The old Park theatre--what names, reminiscences, the words
bring back! Placide, Clarke, Mrs. Vernon, Fisher, Clara F., Mrs. Wood,
Mrs. Seguin, Ellen Tree, Hackett, the younger Kean, Macready, Mrs.
Richardson, Rice--singers, tragedians, comedians. What perfect
acting! Henry Placide in "Napoleon's Old Guard" or "Grandfather
Whitehead,"--or "the Provoked Husband" of Gibber, with Fanny Kemble
as Lady Townley--or Sheridan Knowles in his own "Virginius"--or
inimitable Power in "Born to Good Luck." These, and many more, the
years of youth and onward. Fanny Kemble--name to conjure up great
mimic scenes withal--perhaps the greatest. I remember well her
rendering of Bianca in "Fazio," and Marianna in "the Wife." Nothing
finer did ever stage exhibit--the veterans of all nations said so,
and my boyish heart and head felt it in every minute cell. The lady
was just matured, strong, better than merely beautiful, born from the
footlights, had had three years' practice in London and through the
British towns, and then she came to give America that young maturity
and roseate power in all their noon, or rather forenoon, flush. It was
my good luck to see her nearly every night she play'd at the old
Park--certainly in all her principal characters. I heard, these years,
well render'd, all the Italian and other operas in vogue, "Sonnambula,"

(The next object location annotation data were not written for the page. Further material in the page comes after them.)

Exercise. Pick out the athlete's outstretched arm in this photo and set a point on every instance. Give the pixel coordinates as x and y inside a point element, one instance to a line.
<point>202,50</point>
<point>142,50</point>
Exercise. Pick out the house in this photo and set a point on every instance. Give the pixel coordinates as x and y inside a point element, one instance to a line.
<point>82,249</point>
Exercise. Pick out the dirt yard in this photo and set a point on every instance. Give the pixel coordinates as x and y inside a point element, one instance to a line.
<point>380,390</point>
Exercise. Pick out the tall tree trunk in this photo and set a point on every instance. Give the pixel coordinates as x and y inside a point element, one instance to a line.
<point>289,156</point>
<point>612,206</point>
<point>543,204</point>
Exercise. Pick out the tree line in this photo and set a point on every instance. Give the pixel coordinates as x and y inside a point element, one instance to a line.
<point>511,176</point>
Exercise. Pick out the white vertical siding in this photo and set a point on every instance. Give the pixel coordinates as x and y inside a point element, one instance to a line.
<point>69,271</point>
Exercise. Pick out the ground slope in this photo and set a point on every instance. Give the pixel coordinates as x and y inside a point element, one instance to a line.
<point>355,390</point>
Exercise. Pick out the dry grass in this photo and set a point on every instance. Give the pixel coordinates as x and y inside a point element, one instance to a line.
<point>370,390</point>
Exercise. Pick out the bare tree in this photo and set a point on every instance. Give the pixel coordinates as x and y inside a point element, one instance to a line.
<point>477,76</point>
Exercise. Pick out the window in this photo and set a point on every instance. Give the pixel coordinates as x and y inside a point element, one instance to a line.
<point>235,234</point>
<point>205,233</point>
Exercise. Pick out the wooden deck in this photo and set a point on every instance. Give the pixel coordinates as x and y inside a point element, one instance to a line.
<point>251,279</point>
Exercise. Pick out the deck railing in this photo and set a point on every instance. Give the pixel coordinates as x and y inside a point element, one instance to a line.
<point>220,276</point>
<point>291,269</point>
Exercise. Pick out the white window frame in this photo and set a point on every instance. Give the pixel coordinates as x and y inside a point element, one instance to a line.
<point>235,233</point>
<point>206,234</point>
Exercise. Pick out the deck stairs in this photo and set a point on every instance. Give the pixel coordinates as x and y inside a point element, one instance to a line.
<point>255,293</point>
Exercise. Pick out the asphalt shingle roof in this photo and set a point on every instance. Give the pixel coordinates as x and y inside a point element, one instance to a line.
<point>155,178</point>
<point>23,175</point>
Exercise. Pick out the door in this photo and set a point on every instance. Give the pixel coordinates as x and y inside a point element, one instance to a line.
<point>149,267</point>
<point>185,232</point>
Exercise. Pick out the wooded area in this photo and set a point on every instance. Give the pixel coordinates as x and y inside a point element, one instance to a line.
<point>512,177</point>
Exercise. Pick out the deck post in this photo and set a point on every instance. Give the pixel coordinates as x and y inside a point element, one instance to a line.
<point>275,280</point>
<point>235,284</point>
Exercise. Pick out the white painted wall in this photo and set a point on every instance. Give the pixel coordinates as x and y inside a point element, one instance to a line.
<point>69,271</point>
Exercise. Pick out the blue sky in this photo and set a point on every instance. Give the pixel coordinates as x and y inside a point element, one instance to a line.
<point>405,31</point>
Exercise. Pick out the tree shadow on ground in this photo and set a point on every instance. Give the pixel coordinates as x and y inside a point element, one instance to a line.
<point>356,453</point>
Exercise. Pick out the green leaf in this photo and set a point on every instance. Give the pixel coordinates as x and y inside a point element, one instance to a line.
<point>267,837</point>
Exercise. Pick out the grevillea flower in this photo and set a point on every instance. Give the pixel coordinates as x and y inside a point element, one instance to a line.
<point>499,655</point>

"the Puritans," "Der Freischutz," "Huguenots," "Fille d'Regiment,"
"Faust," "Etoile du Nord," "Poliuto," and others. Verdi's "Ernani,"
"Rigoletto," and "Trovatore," with Donnizetti's "Lucia" or "Favorita"
or "Lucrezia," and Auber's "Massaniello," or Rossini's "William Tell"
and "Gazza Ladra," were among my special enjoyments.